Et cerise sur la gâteau : « …Wagner utilise la faiblesse de certains Etats pour s’implanter elle-même, pas pour remplacer les européens, et au-delà pour renforcer l’influence de la Russie en Afrique… ».
Wouaoooo ! A-t-on envie de s’écrier !
N’est-ce pas ce que fait la France dans ses ex-colonies depuis des siècles ?
L’uranium du Niger, le pétrole du Congo, le pétrole du Gabon, les marchés d’Etat de Côte d’Ivoire et d’autres pays francophones raflés sans concurrence, la mainmise sur de nombreux secteurs d’activités stratégiques, voilà autant de hauts faits utiles à rappeler à M. le Drian.

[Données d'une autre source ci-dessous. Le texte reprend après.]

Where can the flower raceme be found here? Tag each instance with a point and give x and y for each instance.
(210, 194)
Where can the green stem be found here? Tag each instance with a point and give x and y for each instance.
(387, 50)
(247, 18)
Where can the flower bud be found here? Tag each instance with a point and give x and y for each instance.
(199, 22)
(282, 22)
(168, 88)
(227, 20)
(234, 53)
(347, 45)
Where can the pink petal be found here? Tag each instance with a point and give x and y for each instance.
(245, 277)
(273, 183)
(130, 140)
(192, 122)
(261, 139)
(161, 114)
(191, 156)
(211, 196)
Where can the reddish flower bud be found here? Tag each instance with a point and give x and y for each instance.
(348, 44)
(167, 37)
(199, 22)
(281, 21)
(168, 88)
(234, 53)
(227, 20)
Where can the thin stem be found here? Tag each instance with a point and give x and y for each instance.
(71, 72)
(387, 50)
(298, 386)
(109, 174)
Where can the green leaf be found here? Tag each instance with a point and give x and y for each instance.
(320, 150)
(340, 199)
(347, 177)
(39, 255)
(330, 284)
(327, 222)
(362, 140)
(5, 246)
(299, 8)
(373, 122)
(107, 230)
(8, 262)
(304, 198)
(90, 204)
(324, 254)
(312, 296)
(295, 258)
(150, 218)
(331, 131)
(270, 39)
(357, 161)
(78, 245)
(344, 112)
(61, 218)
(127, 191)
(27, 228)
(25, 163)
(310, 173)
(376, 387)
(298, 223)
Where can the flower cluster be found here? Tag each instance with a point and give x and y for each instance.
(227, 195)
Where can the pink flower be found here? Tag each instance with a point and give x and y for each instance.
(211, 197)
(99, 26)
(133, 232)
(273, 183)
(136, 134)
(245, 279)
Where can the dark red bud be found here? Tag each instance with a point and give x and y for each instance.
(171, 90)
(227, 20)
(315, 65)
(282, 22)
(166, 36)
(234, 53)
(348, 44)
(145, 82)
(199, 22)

Ces pays africains, n’ont pas eu le choix de la présence française sur leur territoire. Aujourd’hui, la présence russe au Mali et en Centrafrique, relève d’un choix. Et cela est à respecter. Si ce choix s’avère mauvais, Maliens et Centrafricains auront eu le mérite de s’être trompés seuls !
Plusieurs siècles d’exploration, de conquête, de colonisation, de décolonisation, de néo-colonisation, de coopération avec la France sans que les Africains n’aient eu leur mot à dire, doivent prendre fin, si cela n’est pas envisagé dans une perspective de rapport gagnant-gagnant. Qu’on se le tienne pour dit !
Ainsi va l’Afrique.
Et s’il y a eu un soir au Mali, il y aura assurément un matin et l’ivraie sera séparée du vrai.